16 Aralık 2009 Çarşamba

NEDENSİZ BİR SESSİZLİKTE BULMAK KENDİNİ...

NEDENSİZ BİR SESSİZLİKTE BULMAK KENDİNİ...


bazen suskunluk iyidir. sessizlik içerisinde birşeyleri anımsamak ve aynı sessizlikte kendini tartmak.

yalnızlık da iyidir bazen.

doğarken yalnız idik.

ölürken de yalnız olacağız.

hayatın iki gerçekliği vardır.

hayatın kendisi ve ölüm...

yalnızlıktan kaçma isteğimiz, ölümden kaçma, öleceğimizi unutma isteğimizin bir yansımasıdır.

sessizlikler ortasında yalnız kalmak,

ölümün gölgesinde serinlemek gibidir.

hayata küserek gölgesinde serinlediğimiz ölüm düşüncesi,

ve anlamını kavramaya çalıştığımız varoluşun derin girdabında kayboluşlarımız...
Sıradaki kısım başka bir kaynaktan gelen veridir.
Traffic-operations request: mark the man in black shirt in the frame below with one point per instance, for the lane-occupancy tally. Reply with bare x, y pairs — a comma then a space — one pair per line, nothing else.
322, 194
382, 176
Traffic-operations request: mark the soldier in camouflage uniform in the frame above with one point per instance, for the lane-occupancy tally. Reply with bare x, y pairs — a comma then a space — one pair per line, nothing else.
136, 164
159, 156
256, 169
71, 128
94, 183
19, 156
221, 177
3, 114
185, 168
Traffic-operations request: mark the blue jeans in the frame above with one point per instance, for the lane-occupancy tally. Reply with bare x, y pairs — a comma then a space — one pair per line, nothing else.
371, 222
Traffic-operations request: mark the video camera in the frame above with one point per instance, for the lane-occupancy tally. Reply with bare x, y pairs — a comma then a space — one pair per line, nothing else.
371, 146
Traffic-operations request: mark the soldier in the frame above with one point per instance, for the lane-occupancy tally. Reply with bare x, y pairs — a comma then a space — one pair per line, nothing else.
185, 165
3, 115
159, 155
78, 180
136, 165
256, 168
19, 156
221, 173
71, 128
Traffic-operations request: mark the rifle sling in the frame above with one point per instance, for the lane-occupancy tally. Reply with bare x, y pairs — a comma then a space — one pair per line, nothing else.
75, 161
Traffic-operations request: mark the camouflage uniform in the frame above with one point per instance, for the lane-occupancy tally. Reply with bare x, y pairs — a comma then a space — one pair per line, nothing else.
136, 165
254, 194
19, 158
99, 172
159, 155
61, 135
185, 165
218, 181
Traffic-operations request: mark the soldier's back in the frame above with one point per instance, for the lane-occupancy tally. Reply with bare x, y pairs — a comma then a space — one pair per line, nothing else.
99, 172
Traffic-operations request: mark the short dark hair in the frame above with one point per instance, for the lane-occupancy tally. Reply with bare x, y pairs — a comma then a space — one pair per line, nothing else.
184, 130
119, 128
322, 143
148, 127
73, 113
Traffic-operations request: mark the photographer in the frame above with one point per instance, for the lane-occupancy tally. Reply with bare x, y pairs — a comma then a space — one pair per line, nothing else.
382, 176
ayaklarımızın altında bir zemin ararız.

sımsıkı tutunacak dallar...

ana kucağı gibi,

sevgilinin omzu gibi...

bizi bizden alıp başka yerlere götürecek, anlamsızlık duygumuzu bastırarak kendimizi değerli hissetmemizi sağlayacak sığınaklarda bulmak isteriz bedenimizi.

Ama ruhumuz hep ayrık durur bedenimizden...

Bir yerlerde geçmişin izlerinden sıyrılamayışımızın acısı çalkalanır durur.

Suskun yüreğimiz daha bir ağır çarpar.

Heyecanını yitirir.

Duygular karmakarışık olur.

Ve sonsuzlukta yitip giden bir çığlık oluverir haykırışımız...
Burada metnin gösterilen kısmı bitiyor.